Just last week we covered Manimal and their crusade to recreate Judas Priest‘s Painkiller for the umpteenth time. Now Primal Fear magically appears as if summoned from some classic metal purgatory to defend their title of Lead Priest Imitator Supreme. Yes, it’s true, Primal Fear forged a long and semi-storied career by aping the better angels of the Priest catalog. It’s probably no coincidence the band came to life shortly after frontman Ralf Scheepers was denied the chance to replace Rob Halford in that legendary metal troupe. The extensive use of metallic eagles on their album covers may be another hint if you’re not buying the conspiracy theory. Anywho, Rulebreaker (because “Jawbreaker” was taken) is their 11th album and guess what? It sounds like vintage Priest again, albeit mixed with a goodly portion of tasty Accept-isms. And much like the typical Primal platter, it’s brainless but ultimately fun and catchy metal fare draped with nostalgia and drenched in cliche. Hey, they wouldn’t still be writing albums if no one was buying what they were cooking, and I’m not too proud to admit I eat this stuff for breakfast, brunch and dinner. Let them eat old school metal, I say.
As always, the writing is kept simple, metal and geared toward involuntarily horn raising. Take a song like “The End is Near” – it’s got the most basic of metal riffs backing Scheepers as he screams, rasps and rages against the dying of the light, but lo and behold, the song is addictive and enjoyable as hell. “Bullets and Tears” is a tad more anthemic and melodic but still rocking, with a big chorus and Scheepers’ helpful warnings to avoid “flames and asses.” The title track is simplistic and dumb but so damn hooky you’ll secretly love it while publicly condemning it, and the ESL afflicted, testosterone-addled “Constant Heart” wins the coveted Painkiller Award with some scorching metal scorchery.

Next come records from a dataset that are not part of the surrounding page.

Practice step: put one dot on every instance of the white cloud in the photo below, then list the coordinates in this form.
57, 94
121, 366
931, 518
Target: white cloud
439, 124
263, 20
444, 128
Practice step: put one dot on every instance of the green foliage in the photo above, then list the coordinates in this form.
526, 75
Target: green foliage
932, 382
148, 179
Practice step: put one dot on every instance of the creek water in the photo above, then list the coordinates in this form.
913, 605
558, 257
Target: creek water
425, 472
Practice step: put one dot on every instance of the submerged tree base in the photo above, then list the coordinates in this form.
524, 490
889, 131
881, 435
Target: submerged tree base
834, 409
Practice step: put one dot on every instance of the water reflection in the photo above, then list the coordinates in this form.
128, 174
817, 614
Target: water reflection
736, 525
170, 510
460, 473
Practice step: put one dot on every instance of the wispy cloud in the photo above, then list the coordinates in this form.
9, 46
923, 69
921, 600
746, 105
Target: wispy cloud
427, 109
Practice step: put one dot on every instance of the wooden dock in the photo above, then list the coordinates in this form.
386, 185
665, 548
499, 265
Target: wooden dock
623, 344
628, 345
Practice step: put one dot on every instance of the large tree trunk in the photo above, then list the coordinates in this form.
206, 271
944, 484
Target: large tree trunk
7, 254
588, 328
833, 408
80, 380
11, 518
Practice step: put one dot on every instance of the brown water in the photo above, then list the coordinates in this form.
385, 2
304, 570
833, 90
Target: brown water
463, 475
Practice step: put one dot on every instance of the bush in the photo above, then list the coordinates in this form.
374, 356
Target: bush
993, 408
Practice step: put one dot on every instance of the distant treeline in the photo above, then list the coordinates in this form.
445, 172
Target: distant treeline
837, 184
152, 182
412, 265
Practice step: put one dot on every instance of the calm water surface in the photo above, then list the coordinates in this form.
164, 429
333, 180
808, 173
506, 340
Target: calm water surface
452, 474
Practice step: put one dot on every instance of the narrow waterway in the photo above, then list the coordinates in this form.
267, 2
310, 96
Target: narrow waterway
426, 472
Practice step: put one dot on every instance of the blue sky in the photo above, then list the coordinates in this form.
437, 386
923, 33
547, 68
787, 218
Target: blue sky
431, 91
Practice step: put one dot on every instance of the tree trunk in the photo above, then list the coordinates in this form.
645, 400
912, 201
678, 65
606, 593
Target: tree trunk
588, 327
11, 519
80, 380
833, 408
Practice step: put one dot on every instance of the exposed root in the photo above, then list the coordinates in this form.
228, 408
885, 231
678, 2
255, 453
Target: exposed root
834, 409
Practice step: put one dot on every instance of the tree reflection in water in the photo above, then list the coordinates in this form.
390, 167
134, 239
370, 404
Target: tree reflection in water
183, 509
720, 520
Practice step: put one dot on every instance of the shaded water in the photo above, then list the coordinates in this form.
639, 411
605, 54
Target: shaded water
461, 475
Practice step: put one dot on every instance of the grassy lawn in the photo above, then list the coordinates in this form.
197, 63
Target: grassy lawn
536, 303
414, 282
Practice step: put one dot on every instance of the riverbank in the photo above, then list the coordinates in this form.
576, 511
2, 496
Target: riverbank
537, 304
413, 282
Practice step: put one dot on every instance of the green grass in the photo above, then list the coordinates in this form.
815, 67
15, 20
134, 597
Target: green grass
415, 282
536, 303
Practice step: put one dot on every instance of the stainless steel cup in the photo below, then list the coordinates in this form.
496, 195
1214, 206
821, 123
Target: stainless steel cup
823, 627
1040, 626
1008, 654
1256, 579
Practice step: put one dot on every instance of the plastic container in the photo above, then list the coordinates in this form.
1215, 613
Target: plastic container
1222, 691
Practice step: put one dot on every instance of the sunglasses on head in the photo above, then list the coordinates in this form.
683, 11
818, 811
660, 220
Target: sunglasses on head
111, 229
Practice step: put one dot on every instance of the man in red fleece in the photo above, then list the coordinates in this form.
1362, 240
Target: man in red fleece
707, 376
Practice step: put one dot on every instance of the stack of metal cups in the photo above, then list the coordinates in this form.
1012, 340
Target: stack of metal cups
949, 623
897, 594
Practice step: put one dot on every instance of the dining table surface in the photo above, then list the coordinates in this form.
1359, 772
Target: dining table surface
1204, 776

The band pushes themselves a bit with a nearly 11 minute epic titled “We Walk Without Fear,” which is surprisingly diverse and interesting with some nice crunch and nifty vocal hooks. The sweetest cherry comes with the obligatory power ballad “The Sky is Burning” and with a title like that, you know it’ll be big, overblown and more dramatic than a gaggle of teen goth chicks. Sure, it could pass for something off the Skid Row debut, but let’s not split hair metals here. It’s good stuff!
No duds raise their ugly heads, but “At War With the World” is somewhat generic and closer “Raving Mad” feels a little underwhelming, though it gets by on numbskull appeals to the early 80s.

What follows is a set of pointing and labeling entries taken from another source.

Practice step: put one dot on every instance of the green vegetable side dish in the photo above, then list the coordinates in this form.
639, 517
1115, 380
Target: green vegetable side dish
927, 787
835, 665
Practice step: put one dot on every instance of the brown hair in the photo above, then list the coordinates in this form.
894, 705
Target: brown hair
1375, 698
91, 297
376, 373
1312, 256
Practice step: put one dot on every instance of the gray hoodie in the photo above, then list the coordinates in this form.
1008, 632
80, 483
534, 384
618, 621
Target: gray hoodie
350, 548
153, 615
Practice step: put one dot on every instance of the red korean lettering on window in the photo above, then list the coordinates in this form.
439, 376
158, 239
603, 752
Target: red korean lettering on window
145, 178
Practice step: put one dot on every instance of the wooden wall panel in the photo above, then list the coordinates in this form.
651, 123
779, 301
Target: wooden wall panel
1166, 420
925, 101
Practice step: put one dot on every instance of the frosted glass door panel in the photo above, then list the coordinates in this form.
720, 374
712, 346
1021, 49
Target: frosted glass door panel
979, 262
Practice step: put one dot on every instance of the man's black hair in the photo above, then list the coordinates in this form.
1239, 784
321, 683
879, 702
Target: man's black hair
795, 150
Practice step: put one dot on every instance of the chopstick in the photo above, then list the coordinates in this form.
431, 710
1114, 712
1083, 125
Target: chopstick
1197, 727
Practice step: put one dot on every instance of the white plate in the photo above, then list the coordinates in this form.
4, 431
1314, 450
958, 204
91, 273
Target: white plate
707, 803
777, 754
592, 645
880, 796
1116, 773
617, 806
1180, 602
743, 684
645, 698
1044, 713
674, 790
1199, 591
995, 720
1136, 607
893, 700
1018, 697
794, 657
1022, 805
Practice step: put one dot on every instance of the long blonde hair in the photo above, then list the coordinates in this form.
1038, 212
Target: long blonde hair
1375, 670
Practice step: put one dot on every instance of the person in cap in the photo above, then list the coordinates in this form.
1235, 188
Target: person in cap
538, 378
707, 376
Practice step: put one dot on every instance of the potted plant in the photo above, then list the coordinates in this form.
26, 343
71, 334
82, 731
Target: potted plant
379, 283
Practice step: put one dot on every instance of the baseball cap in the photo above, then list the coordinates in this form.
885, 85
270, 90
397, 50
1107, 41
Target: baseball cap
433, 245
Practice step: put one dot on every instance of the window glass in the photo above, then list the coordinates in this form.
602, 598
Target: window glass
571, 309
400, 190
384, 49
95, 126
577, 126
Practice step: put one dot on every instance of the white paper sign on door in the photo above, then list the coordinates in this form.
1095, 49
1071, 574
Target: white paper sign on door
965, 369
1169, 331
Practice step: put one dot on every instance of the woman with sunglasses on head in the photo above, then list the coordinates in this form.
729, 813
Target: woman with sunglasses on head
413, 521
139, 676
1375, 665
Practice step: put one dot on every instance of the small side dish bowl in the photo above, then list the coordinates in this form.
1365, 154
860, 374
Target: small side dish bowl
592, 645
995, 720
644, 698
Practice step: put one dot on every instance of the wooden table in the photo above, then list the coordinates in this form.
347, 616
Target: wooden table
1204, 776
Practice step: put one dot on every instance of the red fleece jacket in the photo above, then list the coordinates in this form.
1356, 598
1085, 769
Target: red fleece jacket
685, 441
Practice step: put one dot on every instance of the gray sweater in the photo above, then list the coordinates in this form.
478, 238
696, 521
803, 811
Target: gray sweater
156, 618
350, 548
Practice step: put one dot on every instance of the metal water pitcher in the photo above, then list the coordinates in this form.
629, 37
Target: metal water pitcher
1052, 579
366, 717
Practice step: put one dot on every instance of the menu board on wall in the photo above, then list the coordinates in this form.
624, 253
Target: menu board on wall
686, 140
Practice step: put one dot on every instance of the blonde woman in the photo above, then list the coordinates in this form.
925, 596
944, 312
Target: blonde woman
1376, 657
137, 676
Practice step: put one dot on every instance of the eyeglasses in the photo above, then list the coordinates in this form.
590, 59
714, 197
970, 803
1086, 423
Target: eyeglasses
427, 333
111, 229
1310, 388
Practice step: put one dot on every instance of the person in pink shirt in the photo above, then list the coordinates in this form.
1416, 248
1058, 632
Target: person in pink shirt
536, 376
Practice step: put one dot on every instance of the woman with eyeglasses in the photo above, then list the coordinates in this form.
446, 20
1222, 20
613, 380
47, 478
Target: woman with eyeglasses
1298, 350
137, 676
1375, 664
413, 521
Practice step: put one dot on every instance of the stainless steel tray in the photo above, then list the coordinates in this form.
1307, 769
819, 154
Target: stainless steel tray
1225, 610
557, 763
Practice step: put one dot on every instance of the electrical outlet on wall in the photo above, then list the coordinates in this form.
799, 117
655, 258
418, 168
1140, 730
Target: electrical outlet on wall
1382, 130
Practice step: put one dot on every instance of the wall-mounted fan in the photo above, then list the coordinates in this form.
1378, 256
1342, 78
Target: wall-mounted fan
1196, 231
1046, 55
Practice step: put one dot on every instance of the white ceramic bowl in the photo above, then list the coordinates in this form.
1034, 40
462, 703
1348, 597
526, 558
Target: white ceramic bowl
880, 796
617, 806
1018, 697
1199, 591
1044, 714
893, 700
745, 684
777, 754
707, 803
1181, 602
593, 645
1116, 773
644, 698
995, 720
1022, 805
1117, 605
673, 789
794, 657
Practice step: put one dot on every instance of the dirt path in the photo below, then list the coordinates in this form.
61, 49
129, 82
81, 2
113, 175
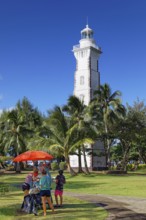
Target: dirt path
118, 207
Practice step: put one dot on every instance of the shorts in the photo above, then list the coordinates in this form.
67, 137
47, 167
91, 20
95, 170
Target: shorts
46, 193
58, 192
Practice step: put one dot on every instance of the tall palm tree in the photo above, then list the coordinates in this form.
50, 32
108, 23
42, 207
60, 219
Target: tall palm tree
62, 136
109, 104
77, 111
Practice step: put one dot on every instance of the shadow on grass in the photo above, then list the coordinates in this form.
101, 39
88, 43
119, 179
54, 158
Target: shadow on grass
81, 185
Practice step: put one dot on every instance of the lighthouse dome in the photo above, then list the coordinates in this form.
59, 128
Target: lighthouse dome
87, 32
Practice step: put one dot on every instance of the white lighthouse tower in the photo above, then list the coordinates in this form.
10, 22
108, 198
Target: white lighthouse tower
87, 77
86, 81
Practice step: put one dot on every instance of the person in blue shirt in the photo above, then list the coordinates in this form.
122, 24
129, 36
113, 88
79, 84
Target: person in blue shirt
60, 181
45, 185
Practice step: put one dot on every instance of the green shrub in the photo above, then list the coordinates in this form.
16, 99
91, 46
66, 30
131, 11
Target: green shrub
54, 166
62, 166
141, 166
130, 167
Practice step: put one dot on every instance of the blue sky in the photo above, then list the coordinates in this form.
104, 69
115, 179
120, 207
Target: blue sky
36, 40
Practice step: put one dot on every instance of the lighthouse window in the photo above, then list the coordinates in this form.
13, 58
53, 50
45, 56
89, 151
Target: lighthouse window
81, 97
81, 80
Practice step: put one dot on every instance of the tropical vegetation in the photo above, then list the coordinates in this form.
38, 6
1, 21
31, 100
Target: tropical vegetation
74, 128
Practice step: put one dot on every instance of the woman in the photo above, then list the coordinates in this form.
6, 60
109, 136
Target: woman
45, 184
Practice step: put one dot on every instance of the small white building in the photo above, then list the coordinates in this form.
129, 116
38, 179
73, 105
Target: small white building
86, 81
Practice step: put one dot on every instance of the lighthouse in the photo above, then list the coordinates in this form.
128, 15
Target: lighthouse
87, 76
86, 81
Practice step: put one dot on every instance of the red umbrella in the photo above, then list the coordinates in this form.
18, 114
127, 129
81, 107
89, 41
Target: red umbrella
33, 155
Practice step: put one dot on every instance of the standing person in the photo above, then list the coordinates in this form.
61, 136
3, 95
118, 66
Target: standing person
45, 184
60, 181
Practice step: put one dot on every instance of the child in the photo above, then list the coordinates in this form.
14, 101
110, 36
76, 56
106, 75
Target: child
60, 180
45, 184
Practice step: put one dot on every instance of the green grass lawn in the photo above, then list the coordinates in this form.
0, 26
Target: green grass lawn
10, 203
133, 185
124, 185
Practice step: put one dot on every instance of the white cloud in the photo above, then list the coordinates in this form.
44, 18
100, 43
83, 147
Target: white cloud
1, 97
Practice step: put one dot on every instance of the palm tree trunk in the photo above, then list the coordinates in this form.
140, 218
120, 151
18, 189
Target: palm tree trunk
70, 169
79, 161
108, 147
85, 160
17, 166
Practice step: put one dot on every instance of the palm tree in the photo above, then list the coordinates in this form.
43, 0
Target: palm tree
109, 104
77, 110
61, 136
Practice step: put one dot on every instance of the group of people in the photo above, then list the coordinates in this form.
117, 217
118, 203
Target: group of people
39, 183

Ralf Scheepers looks more jacked up than usual in the promo photos and video, and that carries over to his vocals, which are more angry and screamy this time. I mean that in the best possible way of course, as he frequently sounds like the mutant love child of Halford and Udo, and though science may be appalled at such a notion, metal fans should rejoice. He definitely delivers the goods and screams for vengeance on every song and impresses as always with his power and range (it still boggles my mind Priest picked Ripper over this guy). Songwriter-for-hire Magnus Karlsson and fellow axe Alex Beyrodt do a solid job with the guitar histrionics, walking the line between worshiping you-know-who and dabbling in Euro-power. I hear more Accept than usual in the riffs but the core sound is still intact and highly functional. The band is tight and they know this kind of stadium metal inside and out. They’ve somehow managed to keep album after album of the same material consistently entertaining and engaging, and they deserve major props for that.

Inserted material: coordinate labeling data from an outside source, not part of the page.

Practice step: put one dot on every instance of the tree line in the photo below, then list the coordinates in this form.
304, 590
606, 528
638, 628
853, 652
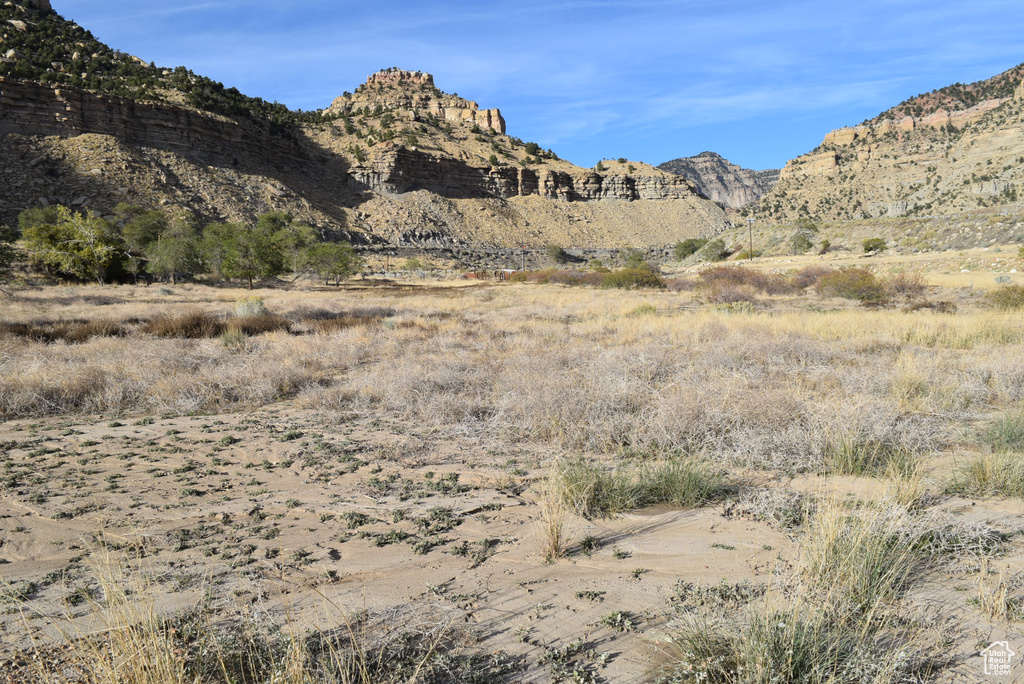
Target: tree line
137, 243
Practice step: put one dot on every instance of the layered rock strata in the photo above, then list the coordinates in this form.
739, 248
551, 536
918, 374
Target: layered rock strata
722, 181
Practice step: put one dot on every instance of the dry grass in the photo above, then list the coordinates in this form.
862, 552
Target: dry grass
128, 641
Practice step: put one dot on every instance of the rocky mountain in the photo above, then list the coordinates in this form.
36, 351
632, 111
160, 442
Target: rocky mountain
956, 148
397, 161
722, 181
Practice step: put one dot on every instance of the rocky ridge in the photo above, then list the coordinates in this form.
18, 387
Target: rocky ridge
397, 162
722, 181
941, 162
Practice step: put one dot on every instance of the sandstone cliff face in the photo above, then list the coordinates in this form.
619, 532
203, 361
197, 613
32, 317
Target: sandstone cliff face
942, 162
396, 169
31, 109
722, 181
60, 144
415, 91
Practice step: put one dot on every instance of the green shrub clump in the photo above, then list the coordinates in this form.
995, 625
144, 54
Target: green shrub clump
854, 283
875, 245
1007, 297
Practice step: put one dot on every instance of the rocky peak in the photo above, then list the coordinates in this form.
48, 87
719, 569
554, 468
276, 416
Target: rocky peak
396, 76
411, 95
722, 181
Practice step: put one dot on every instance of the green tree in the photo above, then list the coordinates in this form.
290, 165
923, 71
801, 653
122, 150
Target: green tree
82, 246
293, 238
7, 250
214, 246
253, 252
334, 259
140, 231
177, 249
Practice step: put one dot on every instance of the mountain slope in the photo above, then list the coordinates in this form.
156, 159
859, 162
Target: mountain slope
397, 161
722, 181
962, 148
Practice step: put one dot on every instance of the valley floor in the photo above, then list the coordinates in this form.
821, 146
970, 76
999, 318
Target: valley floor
481, 458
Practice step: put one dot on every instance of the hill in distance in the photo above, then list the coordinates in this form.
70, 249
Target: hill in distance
395, 162
954, 150
722, 181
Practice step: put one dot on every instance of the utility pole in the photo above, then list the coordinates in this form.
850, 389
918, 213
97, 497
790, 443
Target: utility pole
750, 230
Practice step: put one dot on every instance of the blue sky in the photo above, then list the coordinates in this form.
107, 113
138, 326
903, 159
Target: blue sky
650, 80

Primal Fear may be a one-trick-priest, but it’s an enjoyable trick for old folks like me who still love that classic metal style. This is a stronger, more consistent album than 2014s Delivering the Black and even features some minor traces of innovation. I’m resigned to the fact I’ll buy whatever these Germanic metal mavens churn out and if you like your metal uncomplicated, meaty and catchy, you best do the same. At the very least they showed Manimal what’s what and protected their sacred turf for yet another year.